After traveling to London and Florence in the winter and spring of 2015 on a study abroad program, the conceptual elements of Stahl’s art took flight.
“While I was gone, my parents were thinking about moving out of my childhood home, and so that made me start thinking about that home and its role in my life,” she said. Overseas, Stahl experienced changes in venue as well, first living in an apartment in London and later living with a host family in Florence, which she said “were both very different domestic situations.”
From the changing environments in Stahl’s life to the architecture she studied in London and Florence, she began to explore the idea she calls “the domestic and monumental,” which has conceptually dominated her art. “The domestic deals with the home or the mother and is very personal to the individual, but on a cultural scale it’s very monumental in its influence.” Stahl explained.
She spent the summer formally developing this concept in the studio space of The Box on the corner of Simmons and Kellogg, where she opened her final summer works to the public in September. Making use of an entire wall of the gallery with a loud, orange shape, and creating what she described as a “rigid, formal structure in the painting,” Stahl voiced this idea of monumentality. She added smaller collages with yarn, fabric and other mixed media that she saw as “chance or happenstance composition” elements that added something more personal and specific.
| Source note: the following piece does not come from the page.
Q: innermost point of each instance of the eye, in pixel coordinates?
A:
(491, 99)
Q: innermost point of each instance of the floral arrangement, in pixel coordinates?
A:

“My proposal for the project was exploring projects of painting in three dimensions and actualizing painting by placement in the room or outside the rectangle you get from the usual canvas,” Stahl said.
Right now Stahl has taken her work to a smaller, two dimensional level in her Experimental Drawing class. She has shifted her focus to incorporating collage layering and texture as well as spatial systems. Even with this media shift, she continues to keep the domestic in mind and will continue to in her life after Knox.
With plans to become a liberal arts professor, Stahl counts on becoming a post-baccalaureate fellow at Knox to gain TA experience and further develop her concept for graduate school.
“I would like to go to New York at least for a few years for a different kind of life, especially in regard to the domestic,” Stahl said. “There’s different ways people live life and that influences the domestic spaces and how the domestic is structured. I would like to experience that in regard to lifestyles.”